Além de políticas tradicionais de igualdade, como padronização de planos de cargos e salários, estimulamos que nossas próprias colaboradoras no mundo inteiro a discutam e realizem ações que levem à sua valorização e ao atendimento de demandas específicas capazes de proporcionar condições de trabalho mais justas para elas.
Assim surgiu o WILL – Women in Learning & Leadership (ou, em português, Mulheres na Aprendizagem e na Liderança), que se desdobra em grupos de funcionárias distribuídos pelos países em que estamos presentes, atuando na realização de ações de aprendizagem, desenvolvimento, networking e mudanças estruturais na companhia.
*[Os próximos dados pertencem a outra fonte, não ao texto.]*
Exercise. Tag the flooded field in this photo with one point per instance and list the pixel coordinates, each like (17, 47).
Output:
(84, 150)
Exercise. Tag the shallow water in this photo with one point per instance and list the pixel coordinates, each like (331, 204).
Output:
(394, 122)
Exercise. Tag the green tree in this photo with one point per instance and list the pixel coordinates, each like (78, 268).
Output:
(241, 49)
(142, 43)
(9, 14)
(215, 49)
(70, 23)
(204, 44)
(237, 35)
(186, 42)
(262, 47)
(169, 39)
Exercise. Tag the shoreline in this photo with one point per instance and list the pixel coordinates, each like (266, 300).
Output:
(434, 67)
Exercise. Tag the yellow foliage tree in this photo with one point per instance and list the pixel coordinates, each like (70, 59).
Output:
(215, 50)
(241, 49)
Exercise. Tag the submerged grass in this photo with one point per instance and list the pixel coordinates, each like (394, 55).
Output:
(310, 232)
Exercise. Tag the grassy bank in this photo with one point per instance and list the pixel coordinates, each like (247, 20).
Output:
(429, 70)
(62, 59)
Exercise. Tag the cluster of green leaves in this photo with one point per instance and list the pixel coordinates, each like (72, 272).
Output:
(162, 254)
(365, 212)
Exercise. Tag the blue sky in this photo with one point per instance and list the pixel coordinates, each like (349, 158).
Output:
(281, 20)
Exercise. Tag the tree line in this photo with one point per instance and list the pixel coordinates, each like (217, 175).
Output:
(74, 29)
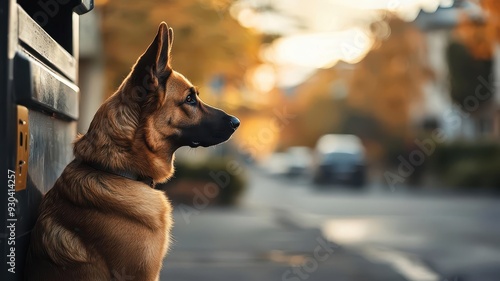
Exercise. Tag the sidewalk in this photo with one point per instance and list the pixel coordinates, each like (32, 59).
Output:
(237, 244)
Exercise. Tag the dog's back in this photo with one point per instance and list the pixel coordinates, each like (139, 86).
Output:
(96, 225)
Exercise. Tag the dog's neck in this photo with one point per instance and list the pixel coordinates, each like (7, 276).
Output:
(126, 174)
(120, 146)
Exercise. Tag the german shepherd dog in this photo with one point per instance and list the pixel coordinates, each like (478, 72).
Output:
(102, 220)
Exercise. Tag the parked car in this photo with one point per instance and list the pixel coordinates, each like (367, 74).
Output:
(339, 159)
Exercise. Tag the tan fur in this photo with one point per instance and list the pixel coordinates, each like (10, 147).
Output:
(95, 225)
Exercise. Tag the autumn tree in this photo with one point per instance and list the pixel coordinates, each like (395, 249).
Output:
(390, 78)
(208, 41)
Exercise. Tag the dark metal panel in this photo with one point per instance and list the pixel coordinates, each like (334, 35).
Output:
(31, 34)
(46, 89)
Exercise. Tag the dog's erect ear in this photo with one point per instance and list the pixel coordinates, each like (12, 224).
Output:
(155, 62)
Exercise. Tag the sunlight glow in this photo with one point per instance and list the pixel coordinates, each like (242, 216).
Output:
(322, 50)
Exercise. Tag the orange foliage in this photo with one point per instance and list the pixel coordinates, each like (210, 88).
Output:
(390, 78)
(208, 41)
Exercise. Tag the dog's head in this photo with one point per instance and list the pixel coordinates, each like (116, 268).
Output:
(155, 111)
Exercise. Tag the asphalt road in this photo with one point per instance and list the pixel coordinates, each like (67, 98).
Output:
(422, 235)
(289, 230)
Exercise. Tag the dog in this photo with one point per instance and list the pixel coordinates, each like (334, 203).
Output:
(103, 219)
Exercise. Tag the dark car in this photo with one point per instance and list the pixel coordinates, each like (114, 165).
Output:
(339, 159)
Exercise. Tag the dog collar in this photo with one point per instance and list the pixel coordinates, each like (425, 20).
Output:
(126, 174)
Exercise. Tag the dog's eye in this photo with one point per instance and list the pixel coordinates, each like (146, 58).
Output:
(191, 99)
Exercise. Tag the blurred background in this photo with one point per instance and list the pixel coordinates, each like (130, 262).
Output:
(369, 145)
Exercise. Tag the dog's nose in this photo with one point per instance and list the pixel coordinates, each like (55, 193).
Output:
(235, 122)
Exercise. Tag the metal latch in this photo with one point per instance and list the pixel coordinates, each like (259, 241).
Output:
(23, 148)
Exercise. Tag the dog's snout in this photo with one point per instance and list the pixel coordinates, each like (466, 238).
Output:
(234, 122)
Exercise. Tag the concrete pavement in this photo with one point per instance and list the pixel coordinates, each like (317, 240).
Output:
(240, 244)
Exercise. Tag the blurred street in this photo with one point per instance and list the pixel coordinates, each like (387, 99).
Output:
(281, 228)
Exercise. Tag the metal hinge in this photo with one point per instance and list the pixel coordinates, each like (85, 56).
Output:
(23, 147)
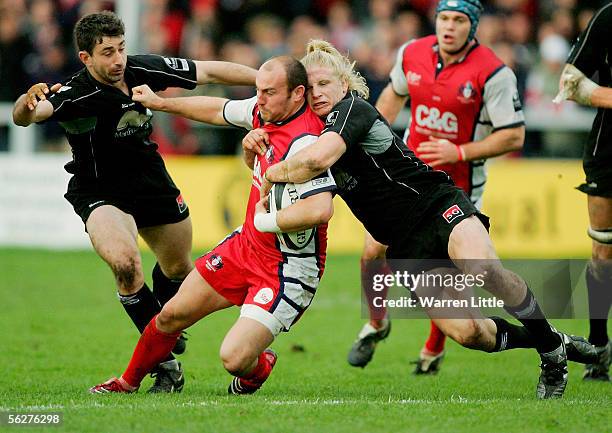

No Brasil, por exemplo, partiu do WILL a ideia que levou à criação de salas de apoio à amamentação nos três escritórios que temos no país, para que mães de bebês pequenos, ao voltarem da licença, possam extrair leite materno ao longo do expediente em uma estrutura que ofereça privacidade, conforto, segurança e higiene. Essa medida e outras, como a extensão dos períodos de licença-maternidade e também de licença-paternidade – afinal, a busca por um ambiente profissional mais igualitário implica no reconhecimento da igualdade de atribuições também na esfera familiar e doméstica -, vêm nos ajudando a construir uma empresa mais justa.
Como eu disse, ainda não atingimos o cenário ideal. Queremos nos espelhar em empresas que estão mais avançadas que nós e, ao mesmo tempo, esperamos servir de exemplo para companhias que ainda não chegaram ao momento em que estamos. Essas ações não podem ser isoladas. A construção de um mercado de trabalho onde não haja essas disparidades tão gritantes depende do fomento de um ecossistema de políticas de igualdade e valorização que sejam reproduzidas e adotadas por todas as companhias. E essa discussão não pode se encerrar no dia 31 de março de cada ano.
Cinthia Nespoli — Vice-presidente sênior de Legal & Corporate Affairs para países em desenvolvimento da Pearson.